Ishmail Kamara

Personal information
- Full name: Ishmail Foday Kamara
- Date of birth: 29 October 1987 (age 38)
- Place of birth: Sierra Leone
- Height: 6 ft 1 in (1.85 m)
- Position: Forward

Team information
- Current team: Haringey Borough

Senior career*
- Years: Team / Apps / (Gls)
- 2004–2005: Issia Wazi / 16 / (7)
- 2006: Virginia Beach Mariners / 14 / (0)
- 2007: Northern Virginia Royals / 2 / (0)
- 2007: Thai Honda / 23 / (13)
- 2008: Real Maryland / 7 / (0)
- 2009–2010: Motala AIF / 7 / (2)
- 2010–2011: Margate / 8 / (0)
- 2011: Maidenhead United / 2 / (0)
- 2011–2012: Dulwich Hamlet / 25 / (14)
- 2012–2013: Barnet / 1 / (0)
- 2013–2014: Dartford / 5 / (0)
- 2014: → VCD Athletic (loan) / ? / (?)
- 2014–2015: Bishop's Stortford / 2 / (1)
- 2014: → Canvey Island (loan) / 12 / (0)
- 2015–: Haringey Borough / 21 / (2)

International career^{‡}
- 2007–2008: Sierra Leone / 5 / (0)

= Ishmail Kamara =

Sierra Leonean footballer

Ishmail Foday Kamara (born 29 October 1987) is an association football player from Sierra Leone.
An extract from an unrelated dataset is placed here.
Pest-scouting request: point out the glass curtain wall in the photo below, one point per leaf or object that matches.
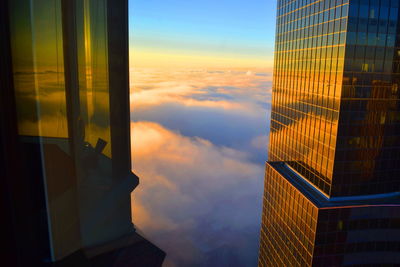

He has gained five international caps for national football team.

==Career==
Kamara's career has taken him all over the world, playing for sides in countries such as Sweden, Thailand, USA and Ivory Coast. In August 2010, he joined Isthmian League Premier Division club Margate from Motala AIF, at Margate he joined up with Sierra Leone teammate John Keister.

In September 2010 Kamara had a short trial at Leeds United Kamara signed for Isthmian League South Division side Dulwich Hamlet making his debut on 16 November 2011 against Walton and Hersham. He finished the season with 15 goals in 23 league games.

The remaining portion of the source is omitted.